Voilà peut-être une clef pour bien comprendre l’évangile. Car on ne comprend l’évangile qu’en regardant la vie de Jésus ; ou alors on en fait un manuel moral mortifère. Jésus nous montre en quoi le véritable amour est révolutionnaire. Mais cet amour ne peut venir que de Dieu. Seul celui qui a accueilli cet amour gratuit en est assez bouleversé pour changer sa manière de vivre. Seul celui qui se sait infiniment aimé de Dieu se sent libre et capable de ne pas répondre à la violence par la violence mais par ce qui la désarme : l’amour vrai. Ce n’est donc pas de la peur ou la lâcheté mais de la bonté, une bonté puissante. Ce n’est pas non plus un exploit moral mais la réponse à un amour trop grand. Plus je découvre que la vie est en Dieu et m’est donnée, plus j’apprendrai à aimer sans attendre toujours que ce soit réciproque. J’expérimenterai que j’ai assez de force en moi pour endurer des grimaces et même une parole déplacée, tout en sachant parler quand il le faut et ne pas taire la perversion du mal.

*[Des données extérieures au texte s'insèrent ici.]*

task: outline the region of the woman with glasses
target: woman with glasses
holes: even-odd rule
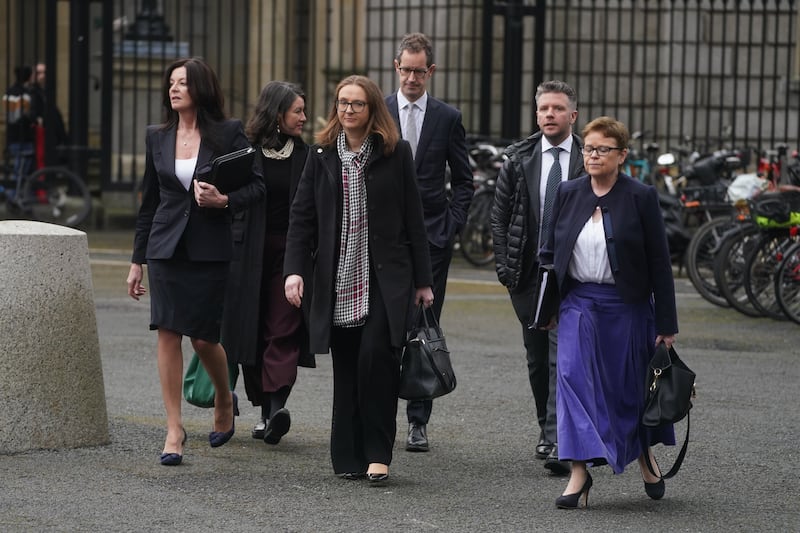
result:
[[[316,141],[291,207],[285,295],[308,308],[311,351],[333,360],[334,472],[381,483],[406,321],[433,301],[422,204],[411,148],[368,78],[339,83]]]
[[[620,474],[639,462],[646,494],[664,496],[644,454],[675,444],[672,426],[646,430],[647,364],[656,346],[675,341],[678,319],[672,263],[654,187],[620,172],[628,130],[610,117],[583,129],[587,176],[562,182],[551,231],[540,250],[552,263],[561,308],[556,418],[559,459],[572,461],[562,509],[588,505],[587,466],[608,464]],[[655,461],[652,461],[656,473]]]

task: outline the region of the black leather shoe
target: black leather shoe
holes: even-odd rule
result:
[[[406,439],[407,452],[427,452],[428,432],[425,424],[411,423],[408,425],[408,439]]]
[[[536,458],[537,459],[547,459],[547,456],[550,455],[550,452],[553,450],[553,444],[547,442],[547,439],[544,438],[544,435],[539,437],[539,442],[536,443]]]
[[[281,437],[289,432],[290,427],[292,427],[292,418],[289,416],[289,410],[285,407],[278,409],[267,422],[267,428],[264,430],[264,442],[278,444]]]
[[[264,433],[267,431],[267,422],[268,420],[265,418],[259,420],[258,423],[253,426],[253,431],[250,432],[250,435],[252,435],[254,439],[264,440]]]
[[[569,461],[561,461],[558,459],[558,444],[556,443],[553,443],[553,449],[550,450],[550,455],[544,460],[544,467],[554,476],[566,476],[571,470]]]
[[[367,474],[367,481],[370,485],[382,485],[389,481],[389,474]]]
[[[366,472],[345,472],[344,474],[339,474],[339,477],[342,479],[346,479],[348,481],[355,481],[357,479],[364,479],[367,477]]]

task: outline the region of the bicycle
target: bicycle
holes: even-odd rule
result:
[[[18,157],[30,157],[23,155]],[[89,189],[77,174],[62,166],[45,166],[17,179],[14,168],[5,165],[0,179],[0,205],[5,204],[2,218],[24,218],[76,227],[89,216],[92,202]]]

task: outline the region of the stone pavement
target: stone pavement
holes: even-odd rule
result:
[[[491,268],[458,259],[442,319],[458,388],[434,402],[426,454],[403,451],[400,402],[387,486],[332,473],[325,355],[300,370],[292,429],[279,445],[250,438],[258,410],[243,401],[236,435],[211,449],[211,412],[184,404],[184,464],[162,467],[156,337],[147,299],[125,294],[131,240],[89,233],[111,442],[0,455],[0,531],[800,530],[800,326],[714,307],[685,277],[676,348],[697,372],[698,396],[688,456],[661,501],[647,498],[635,465],[619,476],[599,467],[588,510],[555,508],[566,480],[533,458],[519,323]],[[244,399],[241,380],[237,391]],[[657,449],[661,464],[674,452]]]

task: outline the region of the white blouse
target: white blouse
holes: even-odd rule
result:
[[[175,160],[175,176],[181,181],[183,188],[189,190],[194,177],[194,167],[197,165],[197,157],[191,159]]]
[[[599,209],[599,207],[598,207]],[[569,275],[583,283],[607,283],[614,285],[611,263],[606,249],[606,233],[603,219],[596,222],[589,217],[575,241]]]

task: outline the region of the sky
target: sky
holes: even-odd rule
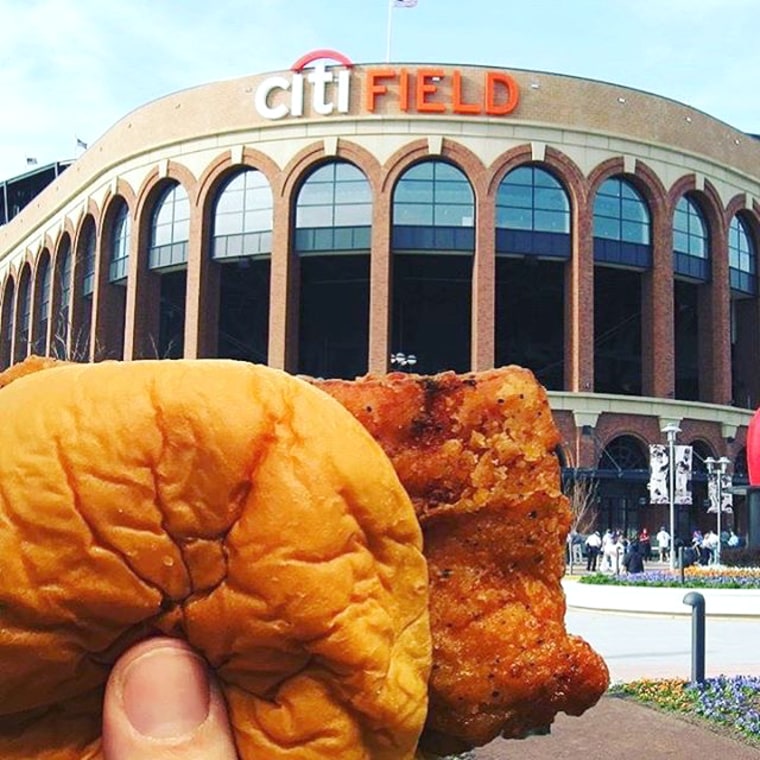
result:
[[[476,64],[633,87],[760,133],[760,0],[0,0],[0,180],[76,158],[145,103],[288,69]]]

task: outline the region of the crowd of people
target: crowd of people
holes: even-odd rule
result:
[[[695,530],[692,534],[691,546],[684,546],[681,539],[676,538],[676,551],[684,547],[683,562],[685,565],[715,564],[718,558],[718,545],[738,546],[739,537],[733,530],[722,531],[720,537],[712,530],[702,534]],[[661,562],[669,562],[671,540],[670,533],[662,526],[652,537],[647,528],[634,535],[621,530],[607,529],[604,533],[594,531],[584,539],[572,532],[568,536],[568,548],[572,562],[586,563],[588,572],[603,573],[641,573],[645,563],[655,558]]]

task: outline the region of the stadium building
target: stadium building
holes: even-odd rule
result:
[[[0,366],[231,357],[533,370],[597,524],[656,532],[649,445],[746,483],[760,142],[604,82],[335,51],[129,113],[0,226]],[[735,497],[726,524],[747,530]]]

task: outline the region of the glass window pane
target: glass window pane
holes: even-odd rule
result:
[[[594,202],[594,214],[599,216],[617,217],[620,213],[620,203],[617,198],[597,195]]]
[[[623,221],[622,239],[627,243],[649,244],[649,228],[638,222]]]
[[[551,174],[551,172],[548,172],[539,166],[533,167],[533,184],[536,187],[562,187],[557,181],[557,178]]]
[[[518,166],[503,179],[502,184],[525,185],[533,187],[533,169],[530,166]]]
[[[472,227],[472,209],[460,205],[435,206],[435,226],[437,227]]]
[[[323,182],[307,182],[298,193],[299,206],[315,206],[333,202],[333,185]]]
[[[568,207],[564,192],[555,188],[536,188],[534,205],[538,209],[558,209],[564,211]]]
[[[332,227],[332,208],[324,206],[299,206],[296,208],[296,227]]]
[[[393,193],[393,200],[397,203],[432,203],[432,182],[411,182],[401,180]]]
[[[216,202],[217,214],[229,214],[243,210],[243,190],[225,190]]]
[[[531,230],[533,229],[533,212],[529,209],[505,208],[502,209],[504,215],[505,229],[510,230]]]
[[[336,206],[336,227],[366,227],[372,224],[372,207],[368,204]]]
[[[217,215],[214,222],[214,236],[233,235],[236,232],[242,232],[241,217],[239,214],[221,214]]]
[[[680,253],[686,253],[689,250],[689,238],[685,232],[673,231],[673,248]]]
[[[268,208],[246,211],[243,217],[244,232],[263,232],[272,229],[272,210]]]
[[[620,220],[594,217],[594,236],[607,240],[620,240]]]
[[[190,220],[179,219],[174,222],[174,242],[187,242],[190,240]]]
[[[436,182],[435,202],[472,204],[472,190],[461,182]]]
[[[307,183],[329,183],[332,184],[335,181],[335,163],[325,164],[315,169],[306,180]]]
[[[430,163],[433,165],[433,177],[436,183],[446,180],[467,181],[464,174],[452,164],[447,164],[445,161],[431,161]]]
[[[333,164],[333,166],[335,167],[335,179],[338,182],[350,182],[356,180],[366,182],[366,177],[358,166],[354,166],[353,164],[349,164],[347,162],[339,162]]]
[[[606,179],[604,182],[602,182],[601,186],[599,187],[597,197],[606,196],[607,198],[614,198],[617,200],[620,198],[621,192],[624,193],[623,188],[627,188],[627,185],[623,185],[619,179],[611,177],[610,179]]]
[[[393,223],[432,227],[433,206],[395,203],[393,205]]]
[[[649,221],[647,208],[639,200],[624,199],[622,203],[622,214],[624,219],[635,220],[638,222]]]
[[[371,203],[372,193],[369,182],[342,182],[335,186],[336,203]]]
[[[415,164],[404,172],[405,179],[433,179],[433,161],[423,161],[421,164]]]
[[[570,223],[565,214],[537,210],[533,215],[534,229],[539,232],[569,232]]]
[[[523,185],[512,185],[510,187],[502,185],[499,188],[498,203],[502,206],[533,208],[533,189]]]

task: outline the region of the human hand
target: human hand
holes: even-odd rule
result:
[[[179,639],[154,638],[117,661],[103,706],[105,760],[236,760],[224,698]]]

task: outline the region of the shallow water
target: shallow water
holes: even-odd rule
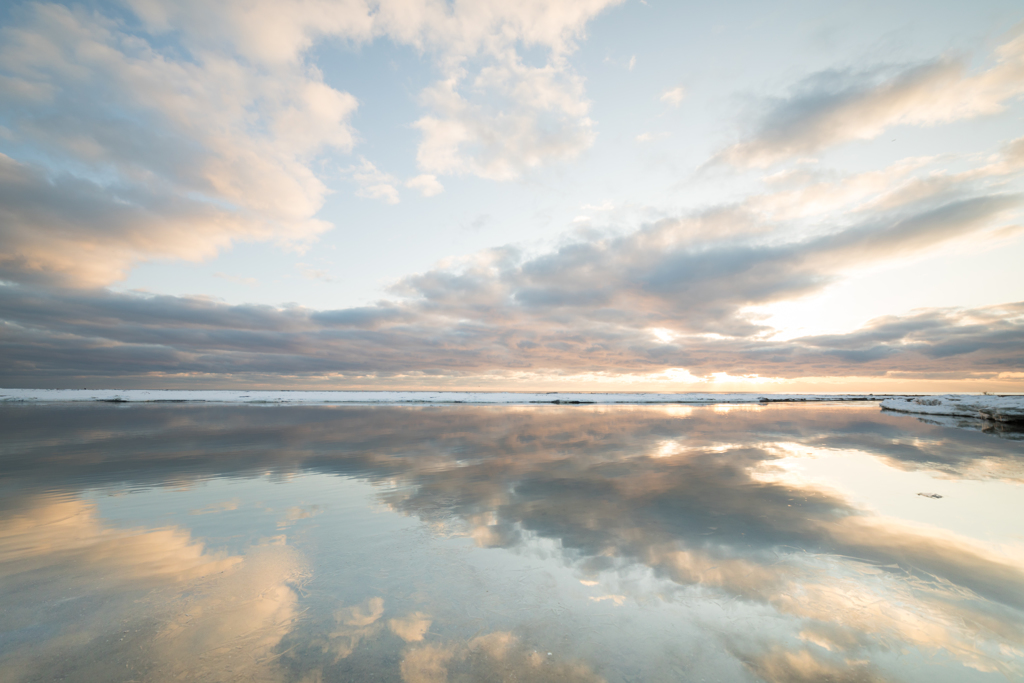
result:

Cette révolution de l’amour a commencé il y a bien longtemps ; elle attend notre engagement intérieur pour continuer de renouveler la face de la terre. Prions donc les uns pour les autres, afin que nous sachions un peu plus chercher notre source dans l’amour inépuisable du Père. Et que cet amour nous rende forts et courageux pour aimer, peut-être jusqu’à nos ennemis. Amen

Fr. Jean-Alexandre de l’Agneau, ocd - (couvent d’Avon)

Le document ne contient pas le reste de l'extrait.